A 42 anni dalla morte diventa l’eroe di Canton Mombello

A 42 anni dalla morte diventa l’eroe di Canton Mombello
Pubblicato:
Aggiornato:

Entro la fine di aprile Canton Mombello sarà intitolato all'appuntato Nerio Fischione, Medaglia d'argento al valor Militare e Vittima del Dovere, ucciso a Brescia nel 1974, a 42 anni, nel tentativo di sventare un’evasione. La scelta viene dal Capo del Dipartimento penitenziario Consolo Santi che ha deciso di riconoscere quarantadue anni dopo il sacrificio di un uomo morto da eroe. E' il 5 agosto quando a Canton Mombello tre detenuti mettono in atto un tentativo di evasione. Con un gesto imprevisto Nerio Fischione si chiude alle spalle un cancello bloccando la via d'uscita ai tre delinquenti, uno di loro decide dunque di sparare all'agente che muore il 13 agosto in ospedale, dopo aver sventato l'evasione.

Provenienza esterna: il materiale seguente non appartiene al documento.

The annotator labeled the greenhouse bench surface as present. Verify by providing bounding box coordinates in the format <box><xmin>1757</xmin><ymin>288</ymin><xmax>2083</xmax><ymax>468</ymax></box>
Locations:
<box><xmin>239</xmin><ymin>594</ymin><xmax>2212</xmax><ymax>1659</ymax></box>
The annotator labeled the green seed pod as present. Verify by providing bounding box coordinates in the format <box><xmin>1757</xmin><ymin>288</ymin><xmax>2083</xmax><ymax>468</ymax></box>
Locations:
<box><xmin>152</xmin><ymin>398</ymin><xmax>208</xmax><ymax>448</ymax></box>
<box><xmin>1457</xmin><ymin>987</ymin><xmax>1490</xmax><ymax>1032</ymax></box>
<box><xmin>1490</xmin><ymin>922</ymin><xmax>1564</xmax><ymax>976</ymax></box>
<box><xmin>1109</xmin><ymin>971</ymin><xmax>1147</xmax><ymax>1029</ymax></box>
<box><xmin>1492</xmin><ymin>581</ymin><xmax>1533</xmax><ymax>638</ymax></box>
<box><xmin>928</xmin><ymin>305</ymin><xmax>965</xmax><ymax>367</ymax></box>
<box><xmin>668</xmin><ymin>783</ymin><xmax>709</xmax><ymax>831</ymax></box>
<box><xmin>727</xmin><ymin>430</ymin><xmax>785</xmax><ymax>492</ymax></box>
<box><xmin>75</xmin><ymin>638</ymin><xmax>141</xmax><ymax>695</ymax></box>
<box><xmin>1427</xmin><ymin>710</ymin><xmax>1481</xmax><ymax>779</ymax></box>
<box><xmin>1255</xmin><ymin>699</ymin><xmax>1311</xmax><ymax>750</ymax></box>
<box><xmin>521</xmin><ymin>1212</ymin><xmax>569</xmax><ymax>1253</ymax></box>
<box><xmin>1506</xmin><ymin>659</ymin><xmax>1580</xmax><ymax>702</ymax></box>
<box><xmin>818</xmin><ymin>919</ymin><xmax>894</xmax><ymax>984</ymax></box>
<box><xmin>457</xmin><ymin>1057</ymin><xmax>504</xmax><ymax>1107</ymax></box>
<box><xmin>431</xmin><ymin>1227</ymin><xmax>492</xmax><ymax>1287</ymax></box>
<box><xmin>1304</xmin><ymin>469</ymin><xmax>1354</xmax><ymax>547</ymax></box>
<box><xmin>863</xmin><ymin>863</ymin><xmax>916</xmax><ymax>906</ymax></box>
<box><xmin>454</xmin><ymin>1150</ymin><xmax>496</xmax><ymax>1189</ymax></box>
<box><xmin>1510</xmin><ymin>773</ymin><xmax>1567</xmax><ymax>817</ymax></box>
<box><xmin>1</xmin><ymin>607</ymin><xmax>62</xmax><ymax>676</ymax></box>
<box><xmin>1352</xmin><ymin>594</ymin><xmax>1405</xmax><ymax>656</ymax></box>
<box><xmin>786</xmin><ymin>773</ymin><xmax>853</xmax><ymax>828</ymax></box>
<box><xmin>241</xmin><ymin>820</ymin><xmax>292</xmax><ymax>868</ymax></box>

«Papà li ha trovati, ha cercato di parlarci e dissuaderli, c’è stata una sorta di colluttazione dalla quale sono partiti 5 colpi di pistola» spiega il figlio Fabio Fischione, residente a Bedizzole, «Chi l’ha ucciso era molto giovane, tra i 21 e i 23 anni e questo mi ha fatto molta impressione. Io avevo solo un anno, mia sorella appena 8, tutto ciò che so' di lui e dell'accaduto l'ho appreso da mia madre, dai miei parenti e dai giornali. Mi dicevano che era una persona mite, buona e benvoluta e che adorava il suo lavoro. Lo Stato ci è sempre stato vicino: immediatamente è arrivata la medaglia d’Argento al valore militare, una targa in suo onore e sostegno a mia mamma, rimasta vedova. Quello che ricordo io sono le cerimonie di commemorazione da piccolo, che mi hanno accompagnato ogni anno fino alla metà degli anni ottanta. Sono cresciuto con l’idea di mio padre come un eroe e lo Stato mi ha sempre invitato a continuare a crederlo. Nel 2009 hanno fatto un monumento commemorativo a Roma con tutti i caduti della Polizia Penitenziaria e siamo stati invitati io e la mia famiglia. Quest'anno invece a Pasqua siamo stati invitati a fare la messa con i detenuti di Canton Mombello nella chiesetta del carcere, è stato un bel segno» Fabio oggi ha 43 anni e assicura che «Non ho mai avuto manie di vendetta nei confronti di chi ha ucciso mio padre, in verità non mi sono nemmeno informato su chi fosse o cosa avesse fatto, non mi è mai interessato, in parte perché l’esperienza ti rende fatalista. Mi fa molto piacere che anche a distanza di anni si sia deciso di fare questa intitolazione. Si parla sempre male dello Stato e delle istituzioni, ma quando capitano queste cose e ci sei dentro capisci che non è vero. Mio padre si è sacrificato per altruismo e senso del dovere e lo Stato lo ha sempre onorato per questo, mi verrebbe quasi il desiderio di ricambiare il piacere. Senza il ricordo non rimane nulla».